Почему же Лазарев мучился, страдал за идею Кузьмина, а сам Кузьмин нисколько? И не вспоминал, и только с досадой отзывался на лазаревские уговоры? А вот Лазарев действительно мог терпеть ради чьей-то чужой работы. Всё-таки это редкое качество, растроганно думал Кузьмин.
Он обнял Алю за плечи. Она не удивилась, ощутив его жажду утешить. В груди Кузьмина что-то повернулось, очистилось, на мгновение приоткрылась щель, и там, вдали, в солнечно-пыльном луче, он увидел себя, каким он был тоненьким, быстрым, юношеское лицо своё, пылающее восторгом жизни, он показался себе прекрасным, он понял, что тот Павлик Кузьмин и есть он, горячее дыхание юности слилось с теплом Алиного плеча...
Наверное, Аля и впрямь любила его. Почему они расстались? Почему он отказался от неё? А ведь что-то было, что-то происходило и произошло тогда...
IV
- Что я вижу! Моя законная жена в объятиях... и кого! Попались! О, неверная! - с театральным весельем сыпал Корольков, оставаясь в дверях.
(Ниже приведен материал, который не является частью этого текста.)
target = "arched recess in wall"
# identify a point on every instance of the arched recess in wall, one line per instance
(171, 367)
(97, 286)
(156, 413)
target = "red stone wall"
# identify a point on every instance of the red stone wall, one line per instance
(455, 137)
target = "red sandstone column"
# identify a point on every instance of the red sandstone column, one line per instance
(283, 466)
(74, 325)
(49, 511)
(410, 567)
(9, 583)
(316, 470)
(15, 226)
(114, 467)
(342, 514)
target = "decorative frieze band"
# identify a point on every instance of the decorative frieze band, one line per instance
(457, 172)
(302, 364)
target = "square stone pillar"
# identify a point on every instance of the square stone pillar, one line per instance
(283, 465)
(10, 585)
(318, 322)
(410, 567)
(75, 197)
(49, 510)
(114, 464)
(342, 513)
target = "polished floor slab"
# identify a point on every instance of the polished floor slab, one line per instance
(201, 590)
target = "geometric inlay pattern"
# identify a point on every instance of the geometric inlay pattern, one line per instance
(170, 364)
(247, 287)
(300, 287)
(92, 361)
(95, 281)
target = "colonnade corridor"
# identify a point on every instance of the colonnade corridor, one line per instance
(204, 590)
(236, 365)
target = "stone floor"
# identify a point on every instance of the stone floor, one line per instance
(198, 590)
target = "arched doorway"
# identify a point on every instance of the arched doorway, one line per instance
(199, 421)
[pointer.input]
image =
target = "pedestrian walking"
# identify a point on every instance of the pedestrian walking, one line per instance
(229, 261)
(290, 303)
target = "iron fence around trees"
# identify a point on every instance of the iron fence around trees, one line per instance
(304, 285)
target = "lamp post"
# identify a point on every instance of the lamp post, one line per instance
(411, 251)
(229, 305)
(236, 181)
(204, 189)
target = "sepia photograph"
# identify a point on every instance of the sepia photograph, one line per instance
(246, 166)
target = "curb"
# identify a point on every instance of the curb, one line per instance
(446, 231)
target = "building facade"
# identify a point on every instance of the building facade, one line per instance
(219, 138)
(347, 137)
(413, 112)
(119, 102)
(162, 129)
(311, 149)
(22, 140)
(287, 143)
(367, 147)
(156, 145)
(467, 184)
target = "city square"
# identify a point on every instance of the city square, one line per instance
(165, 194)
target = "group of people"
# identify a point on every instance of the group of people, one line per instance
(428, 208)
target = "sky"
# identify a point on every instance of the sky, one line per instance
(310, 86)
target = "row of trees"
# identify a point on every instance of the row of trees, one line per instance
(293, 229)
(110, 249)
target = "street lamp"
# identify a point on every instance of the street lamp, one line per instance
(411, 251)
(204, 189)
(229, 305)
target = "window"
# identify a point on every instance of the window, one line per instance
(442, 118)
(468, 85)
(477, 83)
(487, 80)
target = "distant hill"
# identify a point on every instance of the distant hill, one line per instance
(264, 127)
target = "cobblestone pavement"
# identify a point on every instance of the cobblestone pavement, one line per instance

От него исходило преувеличенное благодушие и приветливость занятого человека, улучившего приятный перерыв.
Аля не отстранилась. Прижавшись друг к другу, они из двадцатилетней давности оглянулись на это непрошеное вторжение. Тихий студентик Корольков, как порозовело, налилось соками его длинное лицо, обтянутое когда-то серой угреватой кожей. Он тогда был бесцветно-робкий, с постно поджатыми бледными губами, воплощённая старательность, и голос у него был не нынешний баритон, а скрипуче-виноватый, типичный зубрила, грызун науки, которая действительно была для него гранитом. Ныне он стал важен, располнел, особенно книзу, бёдрами, задом. Полированный зачёс, уложенный волосок к волоску, закрывал лысину. Безукоризненно сидел на нём синеватый костюм в крупную клетку, не официально-вечерний, в меру помятый и в то же время строгий, деловой. Всё на нём было продумано: полосатенькая рубашка, широкий, но не очень, галстук, суровая морщинка между бровями и скромные очки интеллектуала.